I’m often asked when is the best time to trim these flowering beauties. It’s right after they have finished their blooms. This is also the best time to fertilize. Roses are heavy hitters, and will need a boost of food throughout the growing season for their repeat blooms. Azaleas and rhododendron are best fed just once, right after blooming. I prefer a slow release fertilizer, but there are so many varieties out there that you can find one to fit the needs of every gardener. Hydrangea is best cut now, just above the third set of leaf buds. This is also the time you can alter the soil to get either blue or pink flowers. To get blue flowers add coffee grounds for more acidic soil, and to get pink flowers add some slow release lime to the soil to make it more alkaline.

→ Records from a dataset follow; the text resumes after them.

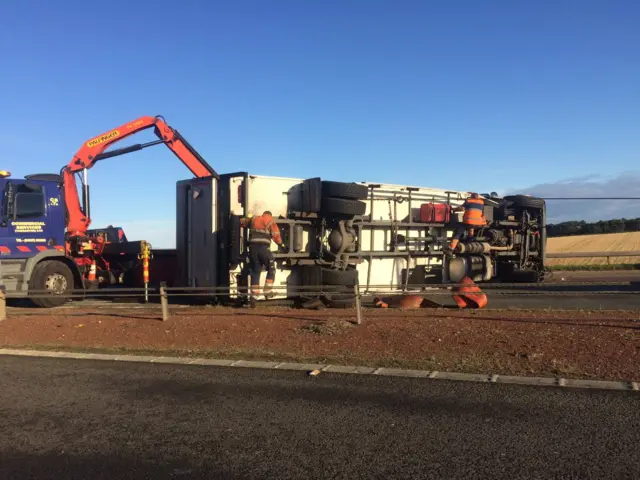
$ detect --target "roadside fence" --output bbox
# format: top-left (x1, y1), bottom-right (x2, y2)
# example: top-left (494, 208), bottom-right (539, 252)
top-left (0, 282), bottom-right (640, 324)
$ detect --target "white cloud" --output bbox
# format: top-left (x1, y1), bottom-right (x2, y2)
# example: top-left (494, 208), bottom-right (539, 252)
top-left (119, 218), bottom-right (176, 248)
top-left (509, 172), bottom-right (640, 223)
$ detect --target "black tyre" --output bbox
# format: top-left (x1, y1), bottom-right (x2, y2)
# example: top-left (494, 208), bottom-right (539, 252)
top-left (322, 180), bottom-right (369, 200)
top-left (322, 295), bottom-right (356, 308)
top-left (504, 195), bottom-right (545, 208)
top-left (29, 260), bottom-right (73, 308)
top-left (321, 198), bottom-right (367, 216)
top-left (322, 268), bottom-right (358, 286)
top-left (511, 270), bottom-right (540, 283)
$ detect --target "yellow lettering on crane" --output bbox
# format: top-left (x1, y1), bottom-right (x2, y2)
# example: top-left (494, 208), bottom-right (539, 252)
top-left (87, 130), bottom-right (120, 148)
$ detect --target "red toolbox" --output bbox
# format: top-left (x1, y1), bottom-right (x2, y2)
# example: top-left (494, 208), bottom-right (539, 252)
top-left (420, 203), bottom-right (451, 223)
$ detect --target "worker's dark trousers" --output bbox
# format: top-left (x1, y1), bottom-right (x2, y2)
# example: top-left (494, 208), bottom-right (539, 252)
top-left (449, 223), bottom-right (477, 250)
top-left (249, 244), bottom-right (276, 295)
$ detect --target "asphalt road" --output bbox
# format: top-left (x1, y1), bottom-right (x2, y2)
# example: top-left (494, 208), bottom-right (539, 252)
top-left (0, 357), bottom-right (640, 480)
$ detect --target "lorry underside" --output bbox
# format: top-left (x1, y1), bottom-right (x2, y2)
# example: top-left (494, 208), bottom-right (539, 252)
top-left (176, 173), bottom-right (546, 307)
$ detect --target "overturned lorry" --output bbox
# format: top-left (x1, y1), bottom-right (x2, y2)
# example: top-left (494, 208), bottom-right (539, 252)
top-left (172, 172), bottom-right (546, 307)
top-left (0, 116), bottom-right (546, 307)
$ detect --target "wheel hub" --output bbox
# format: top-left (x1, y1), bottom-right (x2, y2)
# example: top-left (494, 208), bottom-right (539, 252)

This year we have so many nests that I’m having a hard time keeping up with which nest belongs to which bird. This cardinal nest is right outside my living room window and has been so much fun to watch. It has three eggs, and I think they will be hatching this weekend. I’m hoping to get some photos of the new baby birds to share. The mahonia bush is filling out now with new growth, and it’s getting a little more difficult to spy! We have many robin nests and a few catbird and dove nests as well.
The perimeter garden is really filling out this year with its fresh new growth. Loosely based on a Japanese style, it has been a work in progress for about a decade. I have been adding to it, and going for variety in color and texture to add interest throughout the seasons. There are three kinds of junipers, silver king and emerald euonymus, choke cherry, cardinal holly, variegated and solid green ornamental grass, lariope, curly willow and several different perennials planted in groupings.
This is the lowest spot in the yard and the garden serves to stop rainwater from leaving the yard, and with that, any fertilizers I use in the grass. So, form and function both prevail here — and why not, with so many possible choices for us to select from these days? My best tip on selection is to see what grows best in neighboring yards, and always choose native plants when you can.
This is also the time to check all your plants for remnants of winter’s damage, and prune out what is cracked, torn or dead. With any luck the holes will fill in with new growth quickly. In a few weeks some additional pruning will probably be necessary to even up, or thin out the new growth, but it’s better to get rid of the bad so that disease doesn’t have a chance to set in. Another thing to start thinking about is how many of your plants may need staking up so that you can get supplies in before they sell out. I usually stake some of the perennials here – sedums, daisies, and ornamental grasses, too. It helps to prevent breakage in heavy rainstorms.
Now, back out to enjoy this beautiful spring weather – hope everyone is doing the same!